Intel espère néanmoins pouvoir se tailler un créneau important et lucratif pour sa fonderie. Il serait intéressé à le renforcer en rachetant GlobalFoundries, dérivé d’AMD en 2009 et actuellement détenu par un fonds souverain émirati, pour environ 25 milliards de dollars. Bien que les pourparlers aient été au point mort et que GlobalFoundries ait déposé une demande de publication en août, ils pourraient être relancés une fois que la plus petite entreprise aura évalué l’intérêt des autres investisseurs, et donc son prix éventuel.

Avec ou sans GlobalFoundries, Intel promet un nouvel esprit d’ouverture. Il n’obligera plus les clients à utiliser ses outils propriétaires lors de la conception de leurs puces. Plus important encore, il leur donnera accès à ses conceptions de puces et à la technologie qu’il a développée pour « emballer » les semi-conducteurs dans les puces qui se retrouvent dans les appareils électroniques. Les grands fournisseurs de cloud, tels qu’Amazon Web Services (AWS), pourront prendre la conception d’un processeur de serveur Intel, l’optimiser pour leurs centres de données et le combiner avec d’autres conceptions de processeur sur une seule puce.

Il semble y avoir un intérêt croissant pour le mélange et l’appariement, déclare Linley Gwennap du Linley Group, un cabinet de conseil.
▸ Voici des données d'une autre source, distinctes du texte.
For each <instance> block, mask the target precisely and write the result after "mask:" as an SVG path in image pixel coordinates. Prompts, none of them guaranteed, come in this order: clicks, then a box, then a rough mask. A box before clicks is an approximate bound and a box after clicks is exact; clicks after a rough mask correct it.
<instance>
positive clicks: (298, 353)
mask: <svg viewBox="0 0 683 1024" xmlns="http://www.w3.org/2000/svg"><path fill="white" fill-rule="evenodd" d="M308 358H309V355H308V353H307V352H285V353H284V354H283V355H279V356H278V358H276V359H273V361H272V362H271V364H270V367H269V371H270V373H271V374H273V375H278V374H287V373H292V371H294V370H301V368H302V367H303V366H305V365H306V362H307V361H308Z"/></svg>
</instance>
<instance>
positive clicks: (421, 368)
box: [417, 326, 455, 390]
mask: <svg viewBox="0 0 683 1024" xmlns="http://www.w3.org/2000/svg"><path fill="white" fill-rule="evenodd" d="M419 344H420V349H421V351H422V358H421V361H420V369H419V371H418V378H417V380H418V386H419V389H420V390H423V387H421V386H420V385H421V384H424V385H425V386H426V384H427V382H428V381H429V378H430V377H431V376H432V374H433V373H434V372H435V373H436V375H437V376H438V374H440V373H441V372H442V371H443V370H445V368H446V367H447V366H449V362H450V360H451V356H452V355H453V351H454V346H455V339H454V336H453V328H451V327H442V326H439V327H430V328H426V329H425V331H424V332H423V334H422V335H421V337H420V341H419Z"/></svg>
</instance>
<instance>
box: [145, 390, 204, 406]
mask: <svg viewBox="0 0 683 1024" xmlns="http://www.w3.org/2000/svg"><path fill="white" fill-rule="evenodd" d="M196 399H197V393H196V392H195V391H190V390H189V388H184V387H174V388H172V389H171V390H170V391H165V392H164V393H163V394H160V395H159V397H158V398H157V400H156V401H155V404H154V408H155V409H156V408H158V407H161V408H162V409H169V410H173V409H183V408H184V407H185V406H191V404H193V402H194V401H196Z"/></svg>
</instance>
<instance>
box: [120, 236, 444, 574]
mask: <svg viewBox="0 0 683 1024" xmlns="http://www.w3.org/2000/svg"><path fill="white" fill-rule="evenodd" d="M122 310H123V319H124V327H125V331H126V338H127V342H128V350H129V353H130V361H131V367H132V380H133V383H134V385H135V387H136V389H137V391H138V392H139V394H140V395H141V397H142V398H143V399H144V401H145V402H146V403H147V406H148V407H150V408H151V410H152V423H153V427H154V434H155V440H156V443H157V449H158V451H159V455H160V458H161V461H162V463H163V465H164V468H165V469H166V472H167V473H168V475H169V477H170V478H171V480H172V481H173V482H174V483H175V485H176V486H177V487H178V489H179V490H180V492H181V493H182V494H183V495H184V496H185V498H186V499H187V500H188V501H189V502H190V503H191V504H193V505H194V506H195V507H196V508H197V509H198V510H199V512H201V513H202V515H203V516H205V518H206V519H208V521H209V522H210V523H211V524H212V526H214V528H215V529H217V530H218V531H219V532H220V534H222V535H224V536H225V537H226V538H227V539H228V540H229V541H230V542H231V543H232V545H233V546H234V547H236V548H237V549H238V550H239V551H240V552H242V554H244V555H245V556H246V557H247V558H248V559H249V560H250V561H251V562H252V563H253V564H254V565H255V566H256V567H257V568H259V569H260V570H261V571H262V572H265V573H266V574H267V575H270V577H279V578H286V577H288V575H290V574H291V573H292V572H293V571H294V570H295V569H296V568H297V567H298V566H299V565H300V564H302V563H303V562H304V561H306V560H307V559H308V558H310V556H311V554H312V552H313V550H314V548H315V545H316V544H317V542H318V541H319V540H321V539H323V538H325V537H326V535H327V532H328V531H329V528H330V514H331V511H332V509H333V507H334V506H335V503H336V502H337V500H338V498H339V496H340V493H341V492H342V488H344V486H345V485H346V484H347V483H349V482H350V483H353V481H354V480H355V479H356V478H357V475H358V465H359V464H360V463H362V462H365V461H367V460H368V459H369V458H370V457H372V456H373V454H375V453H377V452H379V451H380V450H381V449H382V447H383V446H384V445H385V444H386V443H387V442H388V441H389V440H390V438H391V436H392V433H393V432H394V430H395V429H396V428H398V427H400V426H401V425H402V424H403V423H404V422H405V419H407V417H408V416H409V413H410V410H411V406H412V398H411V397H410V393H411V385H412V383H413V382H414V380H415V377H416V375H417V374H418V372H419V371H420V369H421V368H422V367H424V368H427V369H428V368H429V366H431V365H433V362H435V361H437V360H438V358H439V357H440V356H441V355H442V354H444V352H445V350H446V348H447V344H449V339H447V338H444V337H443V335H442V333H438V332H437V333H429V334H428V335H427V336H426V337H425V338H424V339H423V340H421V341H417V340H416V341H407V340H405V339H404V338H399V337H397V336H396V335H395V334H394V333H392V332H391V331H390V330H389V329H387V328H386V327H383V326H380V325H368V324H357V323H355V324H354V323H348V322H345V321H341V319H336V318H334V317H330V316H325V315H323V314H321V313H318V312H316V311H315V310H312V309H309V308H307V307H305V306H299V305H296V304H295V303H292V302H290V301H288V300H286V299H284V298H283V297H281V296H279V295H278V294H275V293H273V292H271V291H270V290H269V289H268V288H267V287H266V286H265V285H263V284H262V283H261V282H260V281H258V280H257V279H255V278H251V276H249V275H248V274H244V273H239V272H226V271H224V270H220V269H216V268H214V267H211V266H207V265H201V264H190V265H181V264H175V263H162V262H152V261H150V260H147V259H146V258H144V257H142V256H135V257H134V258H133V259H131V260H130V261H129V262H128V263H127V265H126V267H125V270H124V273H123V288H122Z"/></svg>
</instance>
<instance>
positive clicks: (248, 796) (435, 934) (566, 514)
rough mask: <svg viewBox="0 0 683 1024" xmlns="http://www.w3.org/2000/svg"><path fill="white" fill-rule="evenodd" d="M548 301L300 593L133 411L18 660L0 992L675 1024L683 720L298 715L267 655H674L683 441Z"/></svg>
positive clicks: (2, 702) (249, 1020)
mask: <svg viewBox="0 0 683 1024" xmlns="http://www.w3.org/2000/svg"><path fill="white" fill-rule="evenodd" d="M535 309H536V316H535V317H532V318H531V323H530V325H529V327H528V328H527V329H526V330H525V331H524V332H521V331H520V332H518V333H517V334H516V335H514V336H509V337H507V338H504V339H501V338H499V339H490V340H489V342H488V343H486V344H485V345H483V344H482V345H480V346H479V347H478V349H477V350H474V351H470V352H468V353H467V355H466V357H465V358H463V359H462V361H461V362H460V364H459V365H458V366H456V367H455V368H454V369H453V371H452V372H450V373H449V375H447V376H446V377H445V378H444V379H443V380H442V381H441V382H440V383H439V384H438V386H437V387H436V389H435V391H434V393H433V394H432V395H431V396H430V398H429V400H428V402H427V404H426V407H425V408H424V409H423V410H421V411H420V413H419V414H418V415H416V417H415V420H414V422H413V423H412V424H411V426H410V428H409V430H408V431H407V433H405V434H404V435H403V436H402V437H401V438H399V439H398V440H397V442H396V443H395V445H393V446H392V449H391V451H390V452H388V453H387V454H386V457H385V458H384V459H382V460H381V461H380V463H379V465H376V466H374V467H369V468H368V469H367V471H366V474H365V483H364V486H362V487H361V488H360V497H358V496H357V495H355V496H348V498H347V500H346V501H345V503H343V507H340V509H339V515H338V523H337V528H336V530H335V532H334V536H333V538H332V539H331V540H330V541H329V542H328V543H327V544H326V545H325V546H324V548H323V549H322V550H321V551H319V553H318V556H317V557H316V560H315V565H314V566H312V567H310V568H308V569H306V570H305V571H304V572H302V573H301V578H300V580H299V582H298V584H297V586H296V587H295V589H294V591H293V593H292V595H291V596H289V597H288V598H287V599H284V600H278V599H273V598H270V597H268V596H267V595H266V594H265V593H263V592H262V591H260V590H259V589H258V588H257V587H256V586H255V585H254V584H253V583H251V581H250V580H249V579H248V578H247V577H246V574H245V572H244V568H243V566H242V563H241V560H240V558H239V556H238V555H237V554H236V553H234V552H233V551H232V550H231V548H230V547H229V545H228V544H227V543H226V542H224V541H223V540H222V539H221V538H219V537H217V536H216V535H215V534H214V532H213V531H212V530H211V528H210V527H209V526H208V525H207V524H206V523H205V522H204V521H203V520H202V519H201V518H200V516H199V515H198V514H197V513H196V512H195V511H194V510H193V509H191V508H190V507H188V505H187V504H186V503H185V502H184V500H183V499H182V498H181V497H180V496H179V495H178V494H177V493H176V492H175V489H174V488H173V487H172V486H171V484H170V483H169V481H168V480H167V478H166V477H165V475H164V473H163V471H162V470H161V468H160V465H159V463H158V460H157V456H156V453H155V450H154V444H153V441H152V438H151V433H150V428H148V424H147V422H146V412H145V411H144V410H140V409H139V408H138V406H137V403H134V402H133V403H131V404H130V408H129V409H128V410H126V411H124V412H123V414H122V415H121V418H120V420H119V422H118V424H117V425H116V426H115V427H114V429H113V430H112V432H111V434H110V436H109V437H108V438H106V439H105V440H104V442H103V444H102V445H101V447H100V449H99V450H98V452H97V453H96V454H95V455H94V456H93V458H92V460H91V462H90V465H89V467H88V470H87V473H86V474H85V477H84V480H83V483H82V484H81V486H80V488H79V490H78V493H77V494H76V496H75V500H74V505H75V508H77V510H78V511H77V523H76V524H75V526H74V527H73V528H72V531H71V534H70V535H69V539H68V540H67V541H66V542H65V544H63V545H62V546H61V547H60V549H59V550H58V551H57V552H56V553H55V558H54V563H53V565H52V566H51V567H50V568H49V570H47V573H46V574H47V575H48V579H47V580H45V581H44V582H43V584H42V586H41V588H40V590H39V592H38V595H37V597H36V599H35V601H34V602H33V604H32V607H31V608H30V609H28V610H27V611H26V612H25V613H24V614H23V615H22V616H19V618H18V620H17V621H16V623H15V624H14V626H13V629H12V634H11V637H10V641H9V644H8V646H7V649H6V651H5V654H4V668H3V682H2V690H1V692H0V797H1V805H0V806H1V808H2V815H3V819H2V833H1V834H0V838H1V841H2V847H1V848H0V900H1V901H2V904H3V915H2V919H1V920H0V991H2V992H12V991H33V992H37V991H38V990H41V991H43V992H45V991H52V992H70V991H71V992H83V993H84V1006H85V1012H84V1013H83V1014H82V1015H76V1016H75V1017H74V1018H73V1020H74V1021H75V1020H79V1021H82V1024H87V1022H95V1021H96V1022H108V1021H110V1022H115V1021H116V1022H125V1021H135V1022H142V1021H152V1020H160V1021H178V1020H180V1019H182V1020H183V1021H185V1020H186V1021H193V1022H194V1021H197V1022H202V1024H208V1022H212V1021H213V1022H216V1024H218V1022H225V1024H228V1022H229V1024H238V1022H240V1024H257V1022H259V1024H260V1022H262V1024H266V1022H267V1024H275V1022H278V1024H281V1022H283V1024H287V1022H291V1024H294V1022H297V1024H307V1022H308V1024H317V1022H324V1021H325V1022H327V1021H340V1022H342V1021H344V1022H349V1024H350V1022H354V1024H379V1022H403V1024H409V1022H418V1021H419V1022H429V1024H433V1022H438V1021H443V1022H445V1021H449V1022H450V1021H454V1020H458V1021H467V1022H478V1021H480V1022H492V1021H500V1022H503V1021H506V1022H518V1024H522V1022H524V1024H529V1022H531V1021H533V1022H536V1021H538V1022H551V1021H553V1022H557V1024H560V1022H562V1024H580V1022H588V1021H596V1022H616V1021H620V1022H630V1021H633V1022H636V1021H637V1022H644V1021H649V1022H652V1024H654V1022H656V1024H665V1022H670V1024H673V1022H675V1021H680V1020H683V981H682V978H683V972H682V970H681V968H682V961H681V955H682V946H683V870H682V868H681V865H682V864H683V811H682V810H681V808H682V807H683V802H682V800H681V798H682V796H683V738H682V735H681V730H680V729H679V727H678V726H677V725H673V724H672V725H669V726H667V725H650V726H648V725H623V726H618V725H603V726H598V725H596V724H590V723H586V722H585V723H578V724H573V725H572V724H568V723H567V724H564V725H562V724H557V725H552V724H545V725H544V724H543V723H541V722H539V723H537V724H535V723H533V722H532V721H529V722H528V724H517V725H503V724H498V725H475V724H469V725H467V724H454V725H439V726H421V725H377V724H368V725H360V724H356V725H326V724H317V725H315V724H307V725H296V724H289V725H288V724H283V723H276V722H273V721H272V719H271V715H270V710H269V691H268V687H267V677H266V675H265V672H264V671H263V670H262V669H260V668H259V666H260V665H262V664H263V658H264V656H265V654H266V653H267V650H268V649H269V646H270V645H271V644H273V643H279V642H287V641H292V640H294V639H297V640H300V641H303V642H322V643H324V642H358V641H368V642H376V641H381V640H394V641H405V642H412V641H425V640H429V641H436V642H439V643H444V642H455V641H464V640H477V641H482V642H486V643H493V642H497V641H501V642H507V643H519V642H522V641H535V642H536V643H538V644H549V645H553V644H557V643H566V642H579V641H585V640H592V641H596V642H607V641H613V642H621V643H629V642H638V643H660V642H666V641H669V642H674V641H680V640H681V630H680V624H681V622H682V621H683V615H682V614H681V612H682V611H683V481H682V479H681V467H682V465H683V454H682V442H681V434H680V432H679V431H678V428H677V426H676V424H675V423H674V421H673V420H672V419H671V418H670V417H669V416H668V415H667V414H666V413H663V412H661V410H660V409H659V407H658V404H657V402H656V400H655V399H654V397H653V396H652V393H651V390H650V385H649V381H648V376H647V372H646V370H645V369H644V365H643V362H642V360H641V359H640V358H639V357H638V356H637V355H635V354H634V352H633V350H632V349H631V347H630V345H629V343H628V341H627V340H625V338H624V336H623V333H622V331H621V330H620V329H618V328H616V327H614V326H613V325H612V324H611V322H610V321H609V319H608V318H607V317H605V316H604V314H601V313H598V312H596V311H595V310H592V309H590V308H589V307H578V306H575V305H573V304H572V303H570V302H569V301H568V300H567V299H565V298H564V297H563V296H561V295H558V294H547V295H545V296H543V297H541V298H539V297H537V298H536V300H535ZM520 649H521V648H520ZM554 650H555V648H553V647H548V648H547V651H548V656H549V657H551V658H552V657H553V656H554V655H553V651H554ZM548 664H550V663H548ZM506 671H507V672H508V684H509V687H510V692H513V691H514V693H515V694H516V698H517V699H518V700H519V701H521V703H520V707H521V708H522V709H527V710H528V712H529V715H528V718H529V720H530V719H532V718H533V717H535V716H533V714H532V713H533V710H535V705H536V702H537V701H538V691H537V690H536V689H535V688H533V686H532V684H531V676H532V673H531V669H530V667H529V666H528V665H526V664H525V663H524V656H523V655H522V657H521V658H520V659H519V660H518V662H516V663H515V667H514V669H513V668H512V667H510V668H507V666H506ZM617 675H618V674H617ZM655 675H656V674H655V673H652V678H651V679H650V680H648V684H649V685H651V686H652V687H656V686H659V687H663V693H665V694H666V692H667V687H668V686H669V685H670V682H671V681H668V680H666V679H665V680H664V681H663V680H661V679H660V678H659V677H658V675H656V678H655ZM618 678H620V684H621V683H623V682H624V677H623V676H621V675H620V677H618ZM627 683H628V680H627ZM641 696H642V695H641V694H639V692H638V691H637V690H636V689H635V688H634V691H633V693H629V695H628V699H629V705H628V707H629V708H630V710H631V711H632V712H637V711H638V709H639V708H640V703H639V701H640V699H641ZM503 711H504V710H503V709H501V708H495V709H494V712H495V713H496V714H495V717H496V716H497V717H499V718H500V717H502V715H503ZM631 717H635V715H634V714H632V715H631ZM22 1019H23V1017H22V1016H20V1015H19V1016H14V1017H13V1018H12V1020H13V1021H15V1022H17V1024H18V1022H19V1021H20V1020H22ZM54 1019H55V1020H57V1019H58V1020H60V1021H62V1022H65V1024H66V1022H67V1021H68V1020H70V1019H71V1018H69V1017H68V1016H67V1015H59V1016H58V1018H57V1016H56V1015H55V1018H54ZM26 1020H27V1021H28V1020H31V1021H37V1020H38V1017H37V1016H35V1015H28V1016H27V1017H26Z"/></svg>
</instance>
AWS et Qualcomm seront parmi les premiers clients d’IFS. Il y a aussi un intérêt à le faire au niveau national. Les politiciens américains soulignent la pénurie réelle de puces induite par la pandémie et les menaces potentielles de la Chine, en particulier à Taïwan, comme des raisons de s’inquiéter du fait que la plupart des puces sont aujourd’hui fabriquées en Asie. Le Congrès devrait bientôt approuver un programme de subventions de 52 milliards de dollars. L’Union européenne a des projets encore plus ambitieux.

Construire de nouvelles usines en Asie coûterait 30 à 40 % moins cher, concède M. Gelsinger, « mais les dollars incitatifs me permettent d’investir plus et d’aller plus vite » chez moi. Cela séduit des clients particulièrement sensibles à la sécurité. Le département américain de la Défense a récemment décidé d’utiliser la fonderie américaine d’Intel.

Attirer l’argent du gouvernement peut être le principal objectif de la fonderie raison d’être, observe Stacy Rasgon de Bernstein, un courtier. Devenir dépendant du soutien de l’État risque d’affaiblir l’avantage très compétitif que M. Gelsinger espère affiner. Et en tant qu’entreprise de matériel informatique extrêmement complexe, Intel pourrait avoir plus de difficultés à se redresser que Microsoft, qui a bénéficié des changements plus rapides qui caractérisent l’industrie du logiciel.

Les enjeux sont donc importants, et pas seulement pour Intel. Si l’entreprise continue de perdre son avantage, le résultat sera presque certainement une nouvelle consolidation. La poignée actuelle de grands fabricants de puces pourrait éventuellement être réduite à un duopole. Même si d’autres survivraient, la plupart des usines seraient probablement toutes basées en Asie (bien que TSMC envisage de construire une usine en Arizona). Environ 80 % de la capacité mondiale de semi-conducteurs est déjà là, estime M. Gelsinger ; L’Amérique représente 15 % et l’Europe le reste.

Seuls les ouverts survivent
Les gouvernements occidentaux ne sont pas les seuls à devoir prêter attention au sort du pari d’ouverture de M. Gelsinger. Il en va de même pour les titans de la technologie d’aujourd’hui. Comme Microsoft avant lui, Intel a eu des problèmes en grande partie parce qu’il surprotégeait ses joyaux de la couronne. D’autres pourraient décider que la meilleure façon d’éviter de tels problèmes est de s’ouvrir de manière préventive. Apple pourrait être un intendant moins sévère de son App Store ; Facebook pourrait rendre son réseau social plus interopérable avec ses concurrents ; et Google pourrait donner aux fabricants de téléphones plus de liberté pour bricoler son système d’exploitation mobile Android. Cela pourrait apaiser les inquiétudes des trustbusters et rendre les actionnaires plus heureux également.